YOUR PERFORMANCE AND SCORING
- GO TO ORIENTATION. PAY ATTENTION. Read the instructions e-mailed to you by Joe Whitmer. Listen to the instructions given you at the orientation by Joe Whitmer. Follow those instructions. If you are not clear about the instructions ask Joe Whitmer or your venue coordinator to clarify. Chances are the boyfriend of the singer from some other band that you met five minutes ago doesn’t know as much as you do. (Yes. I know this is a repeat. It really is that important.)
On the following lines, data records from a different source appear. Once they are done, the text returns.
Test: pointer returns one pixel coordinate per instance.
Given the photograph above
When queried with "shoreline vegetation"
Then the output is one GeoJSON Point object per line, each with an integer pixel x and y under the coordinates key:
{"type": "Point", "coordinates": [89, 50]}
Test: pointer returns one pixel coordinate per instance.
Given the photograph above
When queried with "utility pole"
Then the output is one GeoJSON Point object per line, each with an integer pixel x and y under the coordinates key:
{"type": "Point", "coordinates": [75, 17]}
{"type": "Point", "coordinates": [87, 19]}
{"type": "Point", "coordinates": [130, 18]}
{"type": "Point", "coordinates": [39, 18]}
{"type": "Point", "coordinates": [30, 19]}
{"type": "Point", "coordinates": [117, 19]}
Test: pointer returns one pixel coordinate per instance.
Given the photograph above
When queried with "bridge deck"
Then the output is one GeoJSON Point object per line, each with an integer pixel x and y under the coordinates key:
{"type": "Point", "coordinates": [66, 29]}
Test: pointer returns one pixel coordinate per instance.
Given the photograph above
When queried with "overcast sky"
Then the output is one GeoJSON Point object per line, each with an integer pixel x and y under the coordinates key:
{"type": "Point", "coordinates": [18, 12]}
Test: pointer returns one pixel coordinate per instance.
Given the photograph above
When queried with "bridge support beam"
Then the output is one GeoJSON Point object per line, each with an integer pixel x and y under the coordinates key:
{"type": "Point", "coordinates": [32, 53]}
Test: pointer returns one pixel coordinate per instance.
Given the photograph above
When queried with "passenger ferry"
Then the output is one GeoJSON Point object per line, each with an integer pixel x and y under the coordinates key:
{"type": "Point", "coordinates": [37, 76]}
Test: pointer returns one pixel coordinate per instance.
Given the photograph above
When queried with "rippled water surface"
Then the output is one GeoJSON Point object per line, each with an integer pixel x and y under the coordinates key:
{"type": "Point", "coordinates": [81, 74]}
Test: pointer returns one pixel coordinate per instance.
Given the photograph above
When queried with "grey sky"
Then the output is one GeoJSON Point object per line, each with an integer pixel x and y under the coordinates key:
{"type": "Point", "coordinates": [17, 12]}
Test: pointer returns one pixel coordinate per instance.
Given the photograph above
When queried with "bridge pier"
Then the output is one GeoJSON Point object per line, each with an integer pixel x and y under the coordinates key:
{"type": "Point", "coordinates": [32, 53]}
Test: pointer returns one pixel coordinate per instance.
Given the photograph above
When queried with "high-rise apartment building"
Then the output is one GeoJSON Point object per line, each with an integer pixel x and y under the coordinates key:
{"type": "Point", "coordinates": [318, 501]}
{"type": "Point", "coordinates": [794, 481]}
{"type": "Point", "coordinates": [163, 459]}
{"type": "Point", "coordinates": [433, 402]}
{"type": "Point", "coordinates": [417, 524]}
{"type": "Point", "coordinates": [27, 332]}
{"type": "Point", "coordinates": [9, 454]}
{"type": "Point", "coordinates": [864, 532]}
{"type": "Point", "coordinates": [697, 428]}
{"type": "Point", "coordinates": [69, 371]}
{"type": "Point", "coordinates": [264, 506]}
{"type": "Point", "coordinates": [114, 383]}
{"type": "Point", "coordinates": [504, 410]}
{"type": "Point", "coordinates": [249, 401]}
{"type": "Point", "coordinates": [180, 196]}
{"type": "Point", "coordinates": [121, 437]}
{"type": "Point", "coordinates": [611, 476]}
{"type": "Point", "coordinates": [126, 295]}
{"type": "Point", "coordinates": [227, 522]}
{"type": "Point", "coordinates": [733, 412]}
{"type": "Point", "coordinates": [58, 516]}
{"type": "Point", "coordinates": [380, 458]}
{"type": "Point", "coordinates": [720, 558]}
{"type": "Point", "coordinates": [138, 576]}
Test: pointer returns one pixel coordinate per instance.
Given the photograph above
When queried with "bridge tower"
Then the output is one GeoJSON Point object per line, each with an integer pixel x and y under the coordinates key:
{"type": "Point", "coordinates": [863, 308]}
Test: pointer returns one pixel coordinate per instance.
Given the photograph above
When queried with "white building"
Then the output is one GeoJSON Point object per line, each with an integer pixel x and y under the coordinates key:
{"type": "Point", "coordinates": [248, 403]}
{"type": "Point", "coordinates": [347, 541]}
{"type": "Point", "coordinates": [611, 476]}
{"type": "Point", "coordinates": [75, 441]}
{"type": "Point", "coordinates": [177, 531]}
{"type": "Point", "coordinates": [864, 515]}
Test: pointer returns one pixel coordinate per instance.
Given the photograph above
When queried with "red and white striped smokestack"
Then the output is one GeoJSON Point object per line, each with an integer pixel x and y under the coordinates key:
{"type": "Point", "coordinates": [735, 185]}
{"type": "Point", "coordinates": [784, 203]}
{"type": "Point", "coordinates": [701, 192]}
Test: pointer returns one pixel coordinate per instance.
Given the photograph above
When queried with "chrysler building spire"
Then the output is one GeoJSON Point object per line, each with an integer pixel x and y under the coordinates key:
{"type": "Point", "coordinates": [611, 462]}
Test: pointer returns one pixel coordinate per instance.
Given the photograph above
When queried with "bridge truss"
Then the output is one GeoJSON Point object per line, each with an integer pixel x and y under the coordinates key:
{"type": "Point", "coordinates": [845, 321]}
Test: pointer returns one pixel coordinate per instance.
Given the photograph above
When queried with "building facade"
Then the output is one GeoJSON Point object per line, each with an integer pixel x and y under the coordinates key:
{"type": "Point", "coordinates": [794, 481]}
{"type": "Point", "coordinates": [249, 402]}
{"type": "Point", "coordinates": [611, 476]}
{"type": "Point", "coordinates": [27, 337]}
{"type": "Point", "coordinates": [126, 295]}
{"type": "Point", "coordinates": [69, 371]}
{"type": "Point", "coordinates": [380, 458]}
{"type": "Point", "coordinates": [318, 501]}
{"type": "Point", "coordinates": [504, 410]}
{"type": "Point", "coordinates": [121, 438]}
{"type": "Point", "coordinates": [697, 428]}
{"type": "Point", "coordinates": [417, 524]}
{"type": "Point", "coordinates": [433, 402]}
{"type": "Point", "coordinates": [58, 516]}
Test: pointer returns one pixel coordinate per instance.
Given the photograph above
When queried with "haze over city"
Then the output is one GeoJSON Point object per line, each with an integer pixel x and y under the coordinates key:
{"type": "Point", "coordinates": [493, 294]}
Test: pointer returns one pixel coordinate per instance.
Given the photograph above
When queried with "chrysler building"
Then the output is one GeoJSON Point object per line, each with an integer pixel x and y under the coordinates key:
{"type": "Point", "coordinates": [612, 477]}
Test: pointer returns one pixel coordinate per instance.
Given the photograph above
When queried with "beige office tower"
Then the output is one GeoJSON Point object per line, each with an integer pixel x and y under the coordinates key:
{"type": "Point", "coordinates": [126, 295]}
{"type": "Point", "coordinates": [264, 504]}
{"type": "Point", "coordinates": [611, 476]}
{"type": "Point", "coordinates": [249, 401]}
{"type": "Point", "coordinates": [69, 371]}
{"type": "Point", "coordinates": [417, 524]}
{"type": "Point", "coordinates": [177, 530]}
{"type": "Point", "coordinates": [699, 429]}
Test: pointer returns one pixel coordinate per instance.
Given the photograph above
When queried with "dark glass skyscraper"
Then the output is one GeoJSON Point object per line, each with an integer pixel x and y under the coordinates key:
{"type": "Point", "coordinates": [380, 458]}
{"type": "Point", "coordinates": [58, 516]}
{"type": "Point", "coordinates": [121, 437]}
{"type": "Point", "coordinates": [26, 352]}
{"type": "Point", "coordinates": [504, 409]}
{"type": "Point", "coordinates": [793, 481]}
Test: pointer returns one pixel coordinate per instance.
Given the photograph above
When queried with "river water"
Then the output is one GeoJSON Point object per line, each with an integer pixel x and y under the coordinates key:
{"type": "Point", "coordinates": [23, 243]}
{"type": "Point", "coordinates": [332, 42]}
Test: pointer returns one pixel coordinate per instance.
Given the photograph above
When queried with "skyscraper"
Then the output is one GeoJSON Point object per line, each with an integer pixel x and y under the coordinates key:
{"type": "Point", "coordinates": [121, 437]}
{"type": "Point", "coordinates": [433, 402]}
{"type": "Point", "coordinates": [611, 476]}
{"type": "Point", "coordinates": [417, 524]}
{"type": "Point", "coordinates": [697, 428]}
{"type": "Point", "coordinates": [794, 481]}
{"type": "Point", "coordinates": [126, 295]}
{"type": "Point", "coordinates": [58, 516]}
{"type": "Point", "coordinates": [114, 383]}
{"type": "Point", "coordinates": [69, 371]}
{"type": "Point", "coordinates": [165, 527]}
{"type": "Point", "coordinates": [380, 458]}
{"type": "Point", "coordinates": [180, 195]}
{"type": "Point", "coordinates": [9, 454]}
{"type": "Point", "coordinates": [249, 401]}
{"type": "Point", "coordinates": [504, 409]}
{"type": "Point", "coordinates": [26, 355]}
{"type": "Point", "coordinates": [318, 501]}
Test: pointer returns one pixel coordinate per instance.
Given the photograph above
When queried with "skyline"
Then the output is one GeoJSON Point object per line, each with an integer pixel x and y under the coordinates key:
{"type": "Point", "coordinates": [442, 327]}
- The best musicians don’t always win. Years ago I saw a phenomenal guitarist at IBC, one of the best I’d ever seen anywhere. He now tours with a major recording star. He didn’t even make the finals. He was deader than Francisco Franco on stage.
- Remember, a part of your score is stage presence. How well did you engage your audience? The top BMA is the BB King ENTERTAINER of the Year award. Chops are essential but any chef can tell you a chop by itself isn’t a meal.
- Shut up and play. Your time starts with the first sound you make. Don’t waste that time with introductory speeches. The Emcee will do that for you. Besides, unless you’re a better talker than you are a musician, you are more likely to engage the audience and the judges with your music than your are your spoken words
- Musicians-tell your fans and friends to leave the sound man AND THE JUDGES alone! Very few things at IBC are as irritating as a well-meaning but overly enthusiastic fan telling the judges that “his” group is wonderful unless it’s the one who tries to tell the engineer how to mix. The engineers want you to sound good. They will try to make you sound good. Having a well intentioned (and usually well lubricated) loud mouth tell them what to do with their board in their house isn’t going to make them do their job any better or faster.
- If you’re not in the right place at the right time, you lose points.
- Turn it down. If your amp is at 11 the sound guy can’t help you. If he needs you louder he can and will tell you.
- Want to impress the girls at home? Do a crowd walk while playing the guitar with your tongue. Want to impress the judges at IBC? Show them a tight, professional act that’s true to the blues genre but different enough to stand out from the crowd.
- GO TO ORIENTATION. PAY ATTENTION. Read the instructions e-mailed to you by Joe Whitmer. Listen to the instructions given you at the orientation by Joe Whitmer. Follow those instructions. If you are not clear about the instructions ask Joe Whitmer or your venue coordinator to clarify.